In a Kentucky cornfield, an unnamed man recently discovered a treasure trove of more than 700 gold coins, estimated to be worth more than $1 million.
The New York Times reports that the finding ‘appears to validate the long-held idea by treasure seekers that Southerners buried riches before and during the Civil War to protect it from invading forces.
The discovery, now known as the Great Kentucky Hoard, contains $1, $10, and $20 gold pieces produced before and during the Civil War.
Legend of the gold
The coins may have been buried before a General John Hunt Morgan-led Confederate attack in the summer of 1863, according to Ryan McNutt, a conflict archaeologist at Georgia Southern University, who spoke with Live Science.
In that period, Kentucky was deemed a neutral state.
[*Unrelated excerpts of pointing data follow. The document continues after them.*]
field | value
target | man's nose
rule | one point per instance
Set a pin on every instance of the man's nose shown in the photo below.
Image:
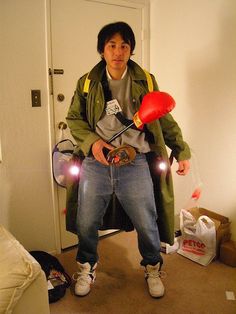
(118, 51)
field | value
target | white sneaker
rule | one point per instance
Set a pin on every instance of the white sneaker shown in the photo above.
(155, 285)
(85, 277)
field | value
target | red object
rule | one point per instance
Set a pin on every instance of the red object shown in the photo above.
(154, 106)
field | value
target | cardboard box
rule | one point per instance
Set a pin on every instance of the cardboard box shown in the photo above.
(222, 225)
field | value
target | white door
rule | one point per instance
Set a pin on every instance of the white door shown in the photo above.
(74, 28)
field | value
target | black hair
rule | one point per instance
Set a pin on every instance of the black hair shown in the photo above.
(109, 30)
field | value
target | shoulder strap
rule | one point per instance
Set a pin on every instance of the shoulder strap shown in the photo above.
(86, 84)
(149, 80)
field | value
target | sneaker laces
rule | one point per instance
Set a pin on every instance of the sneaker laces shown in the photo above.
(83, 278)
(156, 274)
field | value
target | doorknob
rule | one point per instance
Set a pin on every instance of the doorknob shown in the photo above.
(62, 125)
(60, 97)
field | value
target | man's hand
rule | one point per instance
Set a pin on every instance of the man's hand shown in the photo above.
(184, 166)
(97, 150)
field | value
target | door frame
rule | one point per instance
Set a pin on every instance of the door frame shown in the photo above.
(144, 5)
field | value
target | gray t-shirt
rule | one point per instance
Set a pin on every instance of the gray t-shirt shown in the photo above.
(109, 124)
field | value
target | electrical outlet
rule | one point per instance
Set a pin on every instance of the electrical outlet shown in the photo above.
(36, 98)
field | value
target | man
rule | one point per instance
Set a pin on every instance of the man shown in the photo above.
(118, 85)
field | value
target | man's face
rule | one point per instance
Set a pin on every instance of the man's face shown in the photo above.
(116, 53)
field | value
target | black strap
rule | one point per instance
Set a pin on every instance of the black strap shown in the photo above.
(108, 97)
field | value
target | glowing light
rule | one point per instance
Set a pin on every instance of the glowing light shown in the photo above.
(162, 165)
(74, 170)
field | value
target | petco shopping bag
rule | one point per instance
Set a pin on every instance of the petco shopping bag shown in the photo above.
(198, 240)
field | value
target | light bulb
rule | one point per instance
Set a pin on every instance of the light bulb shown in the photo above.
(74, 170)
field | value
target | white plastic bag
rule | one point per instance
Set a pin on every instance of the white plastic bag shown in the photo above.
(198, 240)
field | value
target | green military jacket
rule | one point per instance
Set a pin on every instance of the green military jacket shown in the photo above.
(83, 115)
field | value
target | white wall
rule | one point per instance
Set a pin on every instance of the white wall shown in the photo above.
(193, 49)
(26, 198)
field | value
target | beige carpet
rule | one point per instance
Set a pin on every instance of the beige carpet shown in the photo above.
(120, 287)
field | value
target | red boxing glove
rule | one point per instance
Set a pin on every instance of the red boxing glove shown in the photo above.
(154, 106)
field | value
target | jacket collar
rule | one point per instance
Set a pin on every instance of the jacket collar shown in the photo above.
(135, 71)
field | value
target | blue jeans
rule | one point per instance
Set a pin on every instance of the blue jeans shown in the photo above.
(133, 186)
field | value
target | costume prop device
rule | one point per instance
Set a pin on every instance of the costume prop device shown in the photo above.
(154, 106)
(67, 166)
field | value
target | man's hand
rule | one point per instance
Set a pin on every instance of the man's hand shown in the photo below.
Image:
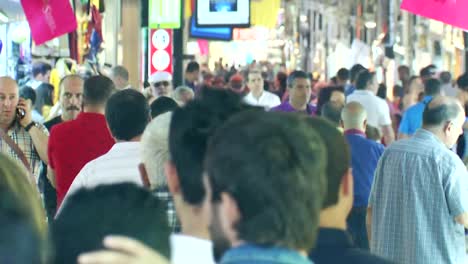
(122, 250)
(26, 106)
Some speculate that people may have buried their valuables in the ground for safekeeping because people were reportedly afraid of the Confederacy stealing their money.
The Civil War is said to have hidden wealth, which treasure hunters have searched for since the 19th century. According to historical accounts published by The New York Times, gold was discovered in Georgia in 1884 and Alabama & Tennessee in 1926.
In 2018, a US treasure hunter charged the FBI with concealing the potential find of gold from the American Civil War in Pennsylvania.
Based on local mythology, the claim is that a shipment of Union gold vanished in 1863 while en route to the Philadelphia branch of the US Mint.
The FBI, however, said that the 2018 search turned up nothing.
Treasure hunter’s dream
Surprisingly, practically every penny is in mint condition after allegedly being buried for 160 years. One gold dollar in the collection was worth about $1,000.
A gold Liberty double-eagles coin from 1863 that is part of the collection might fetch anything from a few thousand dollars to over $380,000 at auction, depending on its quality and the year it was produced.
In a video uploaded to YouTube by GovMint, the coin dealer in charge of selling the coins, a guy could be heard indicating how many coins he had dug out and describing it as “the most insane thing ever.”
One reviewer stated that the man “lives the dream of every treasure hunter.”